Significant progress has been made in several areas using resources from all of the participating institutes. D4Z4 DNA methylation, which is a measure of DUX4 activity, has been correlated with certain SMCHD1 gene mutations leading to different levels of activity. Current studies are ongoing to determine the minimal level of SMCHD1 necessary to suppress the toxic DUX4 protein.
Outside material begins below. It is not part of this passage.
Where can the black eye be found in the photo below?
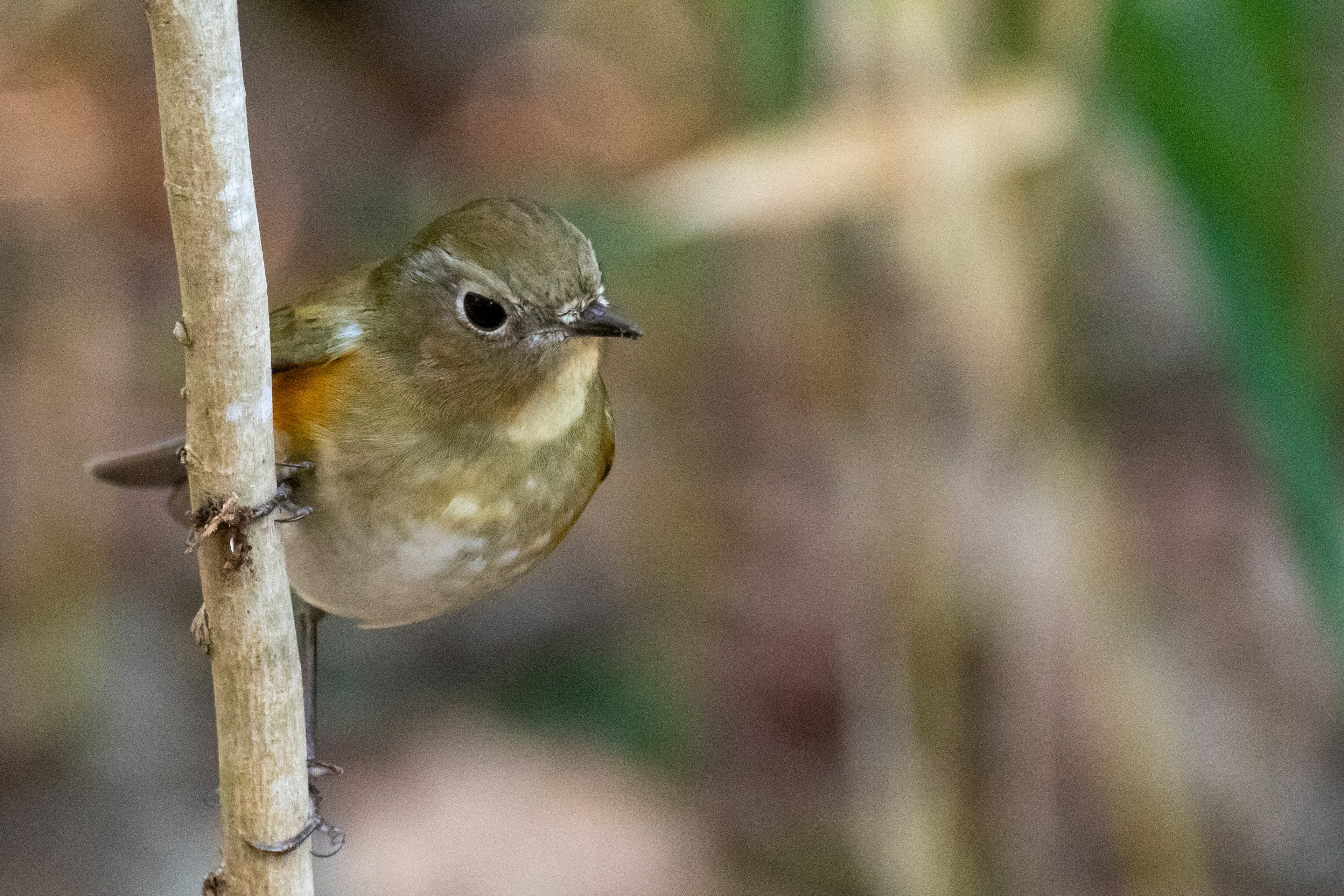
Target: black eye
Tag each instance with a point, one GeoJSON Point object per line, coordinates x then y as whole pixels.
{"type": "Point", "coordinates": [483, 312]}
New laboratory tests have been developed to identify individuals with unusual levels of SMCHD1 activity, by testing of large populations. Testing such individuals will facilitate the identification of factors that influence SMCHD1 activity. This work will be complemented with laboratory screening of compounds that may affect SMCHD1 activity, for which the experimental work is also currently ongoing.
Update August 2015
The main aims of this project are to (a) determine the minimal SMCHD1 gene activity necessary to block the DUX4 toxic protein responsible for muscle wasting in FSHD, (b) to identify factors that regulate SMHD1 protein levels and activity, and (c) to identify ways to control SMCHD1 gene activity in order to treat FSHD.
Year 2
Results (a): DNA methylation (epigenetic) analysis of individuals with chromosome 18 abnormalities, where SMCHD1 is located, are being studied for D4Z4 (FSHD associated chromosome region) methylation, both in white blood cells, as well as in newly established skin cell (fibroblast) lines form these individuals. Since fibroblasts can be differentiated in to muscle cells, this will also allow study of the effect of chromosome 18 abnormalities on D4Z4 in a muscle context. SMCHD1 under- and overexpression studies in muscle cells with different D4Z4 copy numbers are underway to establish the effect of SMCHD1 activity on DUX4 repression with different repeat numbers. Results (b): DNA methylation analysis in FSHD1 and FSHD2 families indicated natural genetic variants with different susceptibility to DUX4 protein, in families carrying 7-10 D4Z4 repeats. They showed deletion of the SMCHD1 gene and 4 neighboring genes can cause FSHD and identified new mutations in FSHD2 families. Results (c): Identifying ways to control SMCHD1 activity. They have now developed cell lines for high throughput FSHD drug screening assays.
Final Update March 2016
The SMCHD1 gene on chromosome 18 encodes a protein that binds to the D4Z4 repeat on chromosome 4 to keep DUX4 repressed in muscle cells. FSHD is molecularly characterized by partial derepression of DUX4 in muscle and the presence of DUX4 in muscle is toxic to this tissue. Derepression in FSHD1 is the consequence of shortening of the D4Z4 repeat array, while in FSHD2 it is most often caused by mutations in SMCHD1. In this project we established that 50% reduction in SMCHD1 levels in muscle cells is sufficient to derepress DUX4. Conversely, a small increase in SMCHD1 levels is sufficient to repress DUX4 in FSHD1 and FSHD2 muscle cells. We have thereby provided proof-of-principle that accomplishing moderate increases in SMCHD1 levels is a plausible therapy for the majority of FSHD individuals. Our efforts are therefore directed at understanding the regulation of SMCHD1 and identifying means to increase SMCHD1 levels or activity in muscles of individuals with FSHD. To this end we have established methods and that will allow us to screen for molecules that increase SMCHD1 in muscle.